Architecture decisions

This page explains the rationale behind key architecture choices in Refract. Knowing why decisions were made helps contributors understand the boundaries and constraints.

Two-knowledge split (not three)

Decision: Two layers — deterministic observation + independent ground truth. Model interpretation happens downstream, not inside the engine.

Why: Models introduce non-determinism, drift, and vendor dependency. If the observation layer calls a model, the output is no longer byte-reproducible. If the ground truth layer calls a model, the "independent" validation becomes circular. By keeping both layers purely mechanical and placing model interpretation downstream (in NextConsensus, in consumer applications), Refract preserves its core guarantee: deterministic, reproducible, auditable output.

Alternative considered: A three-layer architecture (deterministic → model → validation). Rejected because the model layer would introduce irreproducibility into the engine's output, making it impossible to audit the pipeline independently.

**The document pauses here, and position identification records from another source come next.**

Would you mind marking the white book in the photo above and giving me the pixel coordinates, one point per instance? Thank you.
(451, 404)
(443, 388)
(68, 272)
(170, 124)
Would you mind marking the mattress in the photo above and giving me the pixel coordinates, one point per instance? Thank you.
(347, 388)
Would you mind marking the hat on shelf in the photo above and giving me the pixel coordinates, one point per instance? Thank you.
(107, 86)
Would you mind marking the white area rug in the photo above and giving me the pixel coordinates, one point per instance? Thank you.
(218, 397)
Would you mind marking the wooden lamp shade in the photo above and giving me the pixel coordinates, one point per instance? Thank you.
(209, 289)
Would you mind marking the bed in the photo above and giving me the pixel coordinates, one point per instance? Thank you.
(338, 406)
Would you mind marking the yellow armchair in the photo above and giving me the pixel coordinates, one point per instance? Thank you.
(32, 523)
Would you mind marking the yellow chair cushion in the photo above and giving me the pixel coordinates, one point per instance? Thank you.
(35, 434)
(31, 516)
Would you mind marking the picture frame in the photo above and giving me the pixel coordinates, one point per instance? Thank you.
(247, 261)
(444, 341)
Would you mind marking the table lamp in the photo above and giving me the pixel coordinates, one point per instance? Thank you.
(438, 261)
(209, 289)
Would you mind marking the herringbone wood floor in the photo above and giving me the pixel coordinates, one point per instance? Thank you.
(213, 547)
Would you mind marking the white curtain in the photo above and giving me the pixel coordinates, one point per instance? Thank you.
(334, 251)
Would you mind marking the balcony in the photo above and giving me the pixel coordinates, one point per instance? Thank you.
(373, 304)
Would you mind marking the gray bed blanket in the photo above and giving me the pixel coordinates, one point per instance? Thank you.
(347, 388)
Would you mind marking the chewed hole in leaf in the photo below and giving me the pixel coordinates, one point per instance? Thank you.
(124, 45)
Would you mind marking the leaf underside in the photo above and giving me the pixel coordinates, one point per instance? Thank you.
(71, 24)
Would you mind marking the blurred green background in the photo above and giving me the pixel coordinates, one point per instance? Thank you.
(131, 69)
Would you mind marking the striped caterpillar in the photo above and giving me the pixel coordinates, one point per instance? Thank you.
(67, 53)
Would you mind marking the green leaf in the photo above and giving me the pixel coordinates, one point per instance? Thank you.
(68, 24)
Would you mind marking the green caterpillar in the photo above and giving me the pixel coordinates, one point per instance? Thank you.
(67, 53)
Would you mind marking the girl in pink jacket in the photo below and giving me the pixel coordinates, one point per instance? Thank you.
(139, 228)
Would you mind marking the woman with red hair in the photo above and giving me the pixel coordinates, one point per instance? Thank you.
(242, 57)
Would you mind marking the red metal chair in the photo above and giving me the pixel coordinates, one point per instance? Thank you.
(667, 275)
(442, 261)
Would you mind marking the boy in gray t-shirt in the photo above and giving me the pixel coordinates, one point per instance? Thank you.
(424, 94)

NDJSON as the event format

Decision: Newline-delimited JSON (NDJSON) for all event output.

Why: NDJSON is the lowest-common-denominator format. Every language can parse it without schema libraries. DuckDB reads it natively. Unix tools (grep, head, wc, jq) can filter and query it. It streams — a million events don't require holding the full payload in memory. It's human-readable for debugging. There's no schema registry, no version negotiation overhead.

Alternative considered: Protocol Buffers/Avro/Parquet (faster, smaller, but require schema libraries and are not human-readable), CSV (loses nesting, can't represent arrays or nested objects), plain JSON array (must be fully loaded in memory).

Parquet export is available via --format parquet for analytical workloads.

SQLite for caching (via bun:sqlite)

Decision: SQLite as the local cache backend, accessed through Bun's built-in bun:sqlite module.

Why: SQLite is zero-config, self-contained, and runs in-process. No server to manage. No port to open. The cache is a local database (~/.wikihistory/refract.db) that users can delete, copy, or inspect. Bun's bun:sqlite module is compiled into the runtime — no native addons, no node-gyp, no install failures.

Alternative considered: LevelDB (requires C++ toolchain), PostgreSQL/MySQL (requires external server — breaks zero-config), plain JSON files (no transactional integrity, slow query performance for large caches).

TypeScript via tsc (no bundler)

Decision: TypeScript compiled with tsc --build using project references. No webpack, esbuild, rollup, or vite.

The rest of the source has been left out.